What Was a Certified Financial Divorce Practitioner (CFDP)?
A Certified Divorce Financial Practitioner (CDFP) was a specialized credential, no longer issued, that signaled knowledge of tax law, asset distribution, and short- and long-term financial planning applied to divorce settlements.
- The Certified Financial Divorce Practitioner (CFDP) was a professional credential earned by financial professionals seeking to aid in divorce-related matters.
- The CFDP designation is no longer issued.
- Professionals with this outdated credential needed to understand tax law and how it applied in separating assets in a divorce.
- However, other designations, such as the Certified Divorce Financial Analyst (CDFA) and Chartered Financial Divorce Specialist (CFDS), still exist and serve similar roles.
- CDFA and CFDS are two types of experts in the financial aspects of a divorce.
Understanding the Certified Financial Divorce Practitioner (CFDP)
The best-case scenario for two people divorcing is that it’s amicable, and both parties agree on the division of assets. In this case, you might only need a neutral mediator to help with paperwork.
Some divorces that don’t involve property, retirement accounts, children, or large sums of money might even be completed by following a few simple steps online. However, divorce after many years of marriage with two conflicted people almost always requires the hiring of two attorneys—one to represent both parties. Unfortunately, court dates, attorney meetings, and negotiations all add up to time, and time means a whole lot of money to attorneys.

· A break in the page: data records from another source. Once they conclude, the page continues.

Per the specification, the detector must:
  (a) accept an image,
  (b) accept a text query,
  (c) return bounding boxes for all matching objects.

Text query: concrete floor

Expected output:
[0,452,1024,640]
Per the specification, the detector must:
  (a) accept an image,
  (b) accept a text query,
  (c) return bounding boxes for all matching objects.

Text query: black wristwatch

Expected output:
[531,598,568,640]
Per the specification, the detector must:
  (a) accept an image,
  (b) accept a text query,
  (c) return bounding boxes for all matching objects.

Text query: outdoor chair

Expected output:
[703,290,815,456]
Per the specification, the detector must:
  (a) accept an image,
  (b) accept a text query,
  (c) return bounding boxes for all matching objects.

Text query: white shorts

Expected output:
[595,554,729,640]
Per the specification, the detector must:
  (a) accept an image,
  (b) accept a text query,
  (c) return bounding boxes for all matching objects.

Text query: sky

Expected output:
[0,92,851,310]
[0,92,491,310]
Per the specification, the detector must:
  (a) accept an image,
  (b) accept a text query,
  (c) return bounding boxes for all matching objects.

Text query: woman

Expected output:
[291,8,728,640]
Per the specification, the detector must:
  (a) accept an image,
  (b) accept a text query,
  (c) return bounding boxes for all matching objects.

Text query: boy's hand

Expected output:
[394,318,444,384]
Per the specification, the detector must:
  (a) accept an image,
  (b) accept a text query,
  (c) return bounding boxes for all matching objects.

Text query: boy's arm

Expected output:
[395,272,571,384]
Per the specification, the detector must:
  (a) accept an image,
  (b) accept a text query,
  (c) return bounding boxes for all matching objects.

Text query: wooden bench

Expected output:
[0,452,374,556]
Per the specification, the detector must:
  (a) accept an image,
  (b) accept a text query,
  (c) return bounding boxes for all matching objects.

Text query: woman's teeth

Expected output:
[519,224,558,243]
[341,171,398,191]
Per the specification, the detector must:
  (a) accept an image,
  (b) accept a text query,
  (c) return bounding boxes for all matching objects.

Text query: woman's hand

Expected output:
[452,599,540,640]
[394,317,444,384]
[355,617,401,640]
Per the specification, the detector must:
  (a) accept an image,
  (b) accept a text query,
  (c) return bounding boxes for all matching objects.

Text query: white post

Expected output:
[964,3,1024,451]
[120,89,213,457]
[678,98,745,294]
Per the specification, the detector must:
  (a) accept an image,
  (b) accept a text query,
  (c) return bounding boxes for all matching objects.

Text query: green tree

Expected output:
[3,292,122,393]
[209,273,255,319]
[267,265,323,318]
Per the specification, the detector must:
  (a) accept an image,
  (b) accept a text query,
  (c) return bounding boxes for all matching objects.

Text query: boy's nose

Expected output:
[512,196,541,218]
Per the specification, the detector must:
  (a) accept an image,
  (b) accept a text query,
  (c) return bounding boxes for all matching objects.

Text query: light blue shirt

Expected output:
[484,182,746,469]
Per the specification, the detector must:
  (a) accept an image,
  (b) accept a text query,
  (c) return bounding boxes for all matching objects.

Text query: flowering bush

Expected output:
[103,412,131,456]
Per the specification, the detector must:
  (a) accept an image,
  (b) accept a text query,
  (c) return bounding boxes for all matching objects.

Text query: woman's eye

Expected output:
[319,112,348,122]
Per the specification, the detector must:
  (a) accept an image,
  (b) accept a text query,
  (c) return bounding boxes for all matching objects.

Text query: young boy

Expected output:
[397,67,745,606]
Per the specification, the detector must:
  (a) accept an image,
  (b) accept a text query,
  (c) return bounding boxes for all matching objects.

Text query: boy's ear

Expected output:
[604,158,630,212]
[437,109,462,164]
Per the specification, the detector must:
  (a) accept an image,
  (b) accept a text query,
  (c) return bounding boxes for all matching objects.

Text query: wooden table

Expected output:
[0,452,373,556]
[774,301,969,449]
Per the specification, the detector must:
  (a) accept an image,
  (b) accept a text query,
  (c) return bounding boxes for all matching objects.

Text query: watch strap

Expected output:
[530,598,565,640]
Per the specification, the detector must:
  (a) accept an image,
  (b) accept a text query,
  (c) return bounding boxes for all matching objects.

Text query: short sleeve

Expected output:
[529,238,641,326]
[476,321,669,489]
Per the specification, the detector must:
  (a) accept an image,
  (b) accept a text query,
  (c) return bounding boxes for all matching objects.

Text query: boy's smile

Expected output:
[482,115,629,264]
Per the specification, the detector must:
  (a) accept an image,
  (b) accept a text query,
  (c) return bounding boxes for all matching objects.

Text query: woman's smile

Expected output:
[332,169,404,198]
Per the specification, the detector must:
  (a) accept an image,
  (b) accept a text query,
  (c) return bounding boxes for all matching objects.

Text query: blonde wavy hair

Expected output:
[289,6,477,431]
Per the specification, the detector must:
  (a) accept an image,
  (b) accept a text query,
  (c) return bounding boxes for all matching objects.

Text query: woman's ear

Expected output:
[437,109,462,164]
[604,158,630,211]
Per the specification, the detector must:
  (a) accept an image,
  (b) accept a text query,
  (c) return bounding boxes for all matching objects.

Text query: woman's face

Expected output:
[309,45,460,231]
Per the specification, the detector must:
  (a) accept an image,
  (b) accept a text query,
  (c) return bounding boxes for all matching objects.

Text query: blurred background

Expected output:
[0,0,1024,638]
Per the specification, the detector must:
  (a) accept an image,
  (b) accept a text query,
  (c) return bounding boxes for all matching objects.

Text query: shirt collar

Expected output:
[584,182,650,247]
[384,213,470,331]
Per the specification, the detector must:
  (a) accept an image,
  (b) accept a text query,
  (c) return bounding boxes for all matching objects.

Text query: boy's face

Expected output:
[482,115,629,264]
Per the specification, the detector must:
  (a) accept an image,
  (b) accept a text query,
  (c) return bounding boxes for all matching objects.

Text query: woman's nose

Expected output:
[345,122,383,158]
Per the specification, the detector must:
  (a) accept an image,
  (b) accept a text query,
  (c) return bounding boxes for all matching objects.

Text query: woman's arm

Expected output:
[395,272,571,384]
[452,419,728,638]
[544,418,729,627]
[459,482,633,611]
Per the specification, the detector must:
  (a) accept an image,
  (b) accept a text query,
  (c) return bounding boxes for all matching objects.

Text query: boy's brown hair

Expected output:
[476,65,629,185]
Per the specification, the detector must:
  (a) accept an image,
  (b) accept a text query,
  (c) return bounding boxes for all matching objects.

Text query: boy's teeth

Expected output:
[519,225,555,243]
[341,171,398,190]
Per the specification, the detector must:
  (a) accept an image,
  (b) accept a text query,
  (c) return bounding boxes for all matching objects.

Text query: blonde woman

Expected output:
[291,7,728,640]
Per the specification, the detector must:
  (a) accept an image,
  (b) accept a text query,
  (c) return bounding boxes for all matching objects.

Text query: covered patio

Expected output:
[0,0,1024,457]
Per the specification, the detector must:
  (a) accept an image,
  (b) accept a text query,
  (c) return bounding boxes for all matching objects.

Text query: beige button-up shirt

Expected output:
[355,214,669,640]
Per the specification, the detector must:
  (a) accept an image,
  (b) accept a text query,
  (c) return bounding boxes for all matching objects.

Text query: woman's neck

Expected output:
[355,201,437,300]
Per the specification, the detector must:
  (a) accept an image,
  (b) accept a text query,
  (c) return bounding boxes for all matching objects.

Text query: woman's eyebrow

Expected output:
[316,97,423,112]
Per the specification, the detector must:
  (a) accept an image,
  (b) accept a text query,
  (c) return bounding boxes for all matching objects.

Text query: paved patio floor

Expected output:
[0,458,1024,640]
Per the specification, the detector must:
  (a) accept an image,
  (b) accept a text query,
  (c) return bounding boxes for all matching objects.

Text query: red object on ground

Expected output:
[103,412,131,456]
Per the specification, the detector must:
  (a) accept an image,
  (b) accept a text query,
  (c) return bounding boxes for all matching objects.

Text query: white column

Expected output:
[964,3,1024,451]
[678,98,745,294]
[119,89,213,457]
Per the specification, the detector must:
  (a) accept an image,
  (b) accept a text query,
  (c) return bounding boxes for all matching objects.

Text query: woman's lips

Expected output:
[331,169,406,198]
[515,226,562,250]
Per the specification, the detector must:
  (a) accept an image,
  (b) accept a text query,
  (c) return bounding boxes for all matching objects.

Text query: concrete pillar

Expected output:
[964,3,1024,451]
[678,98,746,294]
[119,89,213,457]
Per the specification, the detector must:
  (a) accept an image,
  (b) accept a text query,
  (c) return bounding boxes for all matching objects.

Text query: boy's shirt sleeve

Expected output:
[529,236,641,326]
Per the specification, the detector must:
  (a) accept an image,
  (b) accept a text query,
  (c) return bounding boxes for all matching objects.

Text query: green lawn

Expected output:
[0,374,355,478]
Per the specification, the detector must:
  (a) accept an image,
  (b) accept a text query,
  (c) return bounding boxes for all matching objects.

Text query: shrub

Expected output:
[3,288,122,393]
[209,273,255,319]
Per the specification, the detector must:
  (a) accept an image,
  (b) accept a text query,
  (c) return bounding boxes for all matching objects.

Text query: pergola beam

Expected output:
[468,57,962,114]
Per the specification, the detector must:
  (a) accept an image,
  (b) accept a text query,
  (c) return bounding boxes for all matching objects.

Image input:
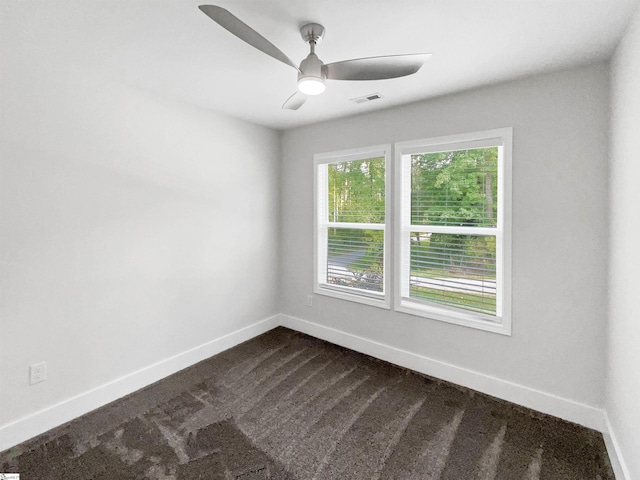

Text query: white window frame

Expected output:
[313,144,393,309]
[394,127,513,335]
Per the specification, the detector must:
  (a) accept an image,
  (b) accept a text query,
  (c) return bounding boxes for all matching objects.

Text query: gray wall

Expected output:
[281,64,609,408]
[0,17,280,428]
[607,1,640,479]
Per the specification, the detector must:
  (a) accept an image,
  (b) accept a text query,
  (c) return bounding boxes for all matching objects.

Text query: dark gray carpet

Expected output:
[0,328,614,480]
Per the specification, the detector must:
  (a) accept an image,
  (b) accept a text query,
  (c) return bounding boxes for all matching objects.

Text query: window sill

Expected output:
[395,298,511,336]
[313,285,391,310]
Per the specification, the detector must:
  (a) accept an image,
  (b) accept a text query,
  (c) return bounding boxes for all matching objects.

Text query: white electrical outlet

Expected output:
[29,362,47,385]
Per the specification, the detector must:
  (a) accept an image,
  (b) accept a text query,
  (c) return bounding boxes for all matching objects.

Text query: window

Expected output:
[395,129,511,334]
[314,128,512,335]
[314,146,390,308]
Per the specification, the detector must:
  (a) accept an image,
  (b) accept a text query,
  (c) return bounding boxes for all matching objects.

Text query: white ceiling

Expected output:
[0,0,638,129]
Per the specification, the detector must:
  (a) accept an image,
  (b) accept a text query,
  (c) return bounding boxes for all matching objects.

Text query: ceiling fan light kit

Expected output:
[198,5,431,110]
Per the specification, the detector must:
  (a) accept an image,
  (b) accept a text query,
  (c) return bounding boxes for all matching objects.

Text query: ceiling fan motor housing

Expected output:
[298,53,326,95]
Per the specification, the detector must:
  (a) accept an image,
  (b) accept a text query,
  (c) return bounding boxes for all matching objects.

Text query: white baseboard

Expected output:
[0,315,608,460]
[602,413,631,480]
[0,315,279,451]
[280,315,606,432]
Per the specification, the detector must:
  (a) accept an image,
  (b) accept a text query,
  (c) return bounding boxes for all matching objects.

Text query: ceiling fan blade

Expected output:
[198,5,299,71]
[282,92,307,110]
[323,53,431,80]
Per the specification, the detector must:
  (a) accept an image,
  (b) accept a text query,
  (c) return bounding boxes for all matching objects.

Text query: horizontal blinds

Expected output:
[319,157,386,295]
[404,232,496,315]
[410,147,498,227]
[326,228,384,292]
[326,157,385,223]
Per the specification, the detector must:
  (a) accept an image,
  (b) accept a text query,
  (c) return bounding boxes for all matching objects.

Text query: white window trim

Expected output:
[393,127,513,335]
[313,144,393,309]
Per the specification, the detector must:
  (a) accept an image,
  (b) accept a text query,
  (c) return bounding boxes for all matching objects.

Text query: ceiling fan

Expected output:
[198,5,431,110]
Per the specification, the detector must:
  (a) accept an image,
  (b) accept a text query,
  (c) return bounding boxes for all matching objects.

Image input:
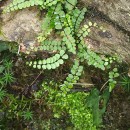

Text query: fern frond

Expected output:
[72,8,87,32]
[4,0,44,12]
[62,27,76,54]
[26,50,68,70]
[65,0,77,11]
[61,60,83,92]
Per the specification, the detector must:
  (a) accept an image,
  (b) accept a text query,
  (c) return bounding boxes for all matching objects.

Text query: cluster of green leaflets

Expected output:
[61,60,83,93]
[26,50,68,70]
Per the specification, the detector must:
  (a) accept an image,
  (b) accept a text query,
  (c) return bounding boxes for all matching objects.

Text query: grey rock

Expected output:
[81,0,130,31]
[0,1,41,43]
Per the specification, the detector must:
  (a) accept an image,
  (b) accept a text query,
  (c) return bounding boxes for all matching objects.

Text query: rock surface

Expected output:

Hiring yet another professional may not be ideal. Some situations call for specialized knowledge. While this person cannot provide legal advice unless, of course, they have a license, a CDFP provided in-depth financial analysis and guidance to the attorneys and divorcees relating to the divorce. Information provided by the clients and attorneys is used to analyze proposals for the division of assets, alimony, custody, child support, and other issues.
CDFPs could then project the financial impact in the short- and long-term and formulate different options that could leave both parties in better positions post-marriage. They also recommend absolute values to assets that may be under or overestimated.
To become a CFDP, a candidate would have had to have completed training offered by the Academy of Financial Divorce Practitioners. This training involved a 10-week program or completion of a self-study course. Both training methods were concluded with an examination, which had to be passed before the designation was awarded.
Certified divorce financial analysts can help couples navigate new financial terrain during and after a divorce, such as how to divide retirement accounts, and even how to set up a new budget for expenses after a divorce.
Certified Divorce Financial Analyst (CDFA)
While the CFDP no longer exists, there are alternative designations that train financial professionals in divorce matters. A Certified Divorce Financial Analyst (CDFA) uses their knowledge of tax law, asset distribution, and short- and long-term financial planning to achieve equitable divorce settlements. CDFAs are best at providing advice on:
- Valuing assets and debts
- Valuing the marital home
- Dividing retirement and pension accounts
- The amount and duration of alimony
- Tax implications of alimony and property division, and
- Setting up a budget for life after the divorce
A Canadian designation, known as the Chartered Financial Divorce Specialist (CFDS), similarly trains financial planners to help clients with their finances regarding matters of cohabitation, separation, and divorce.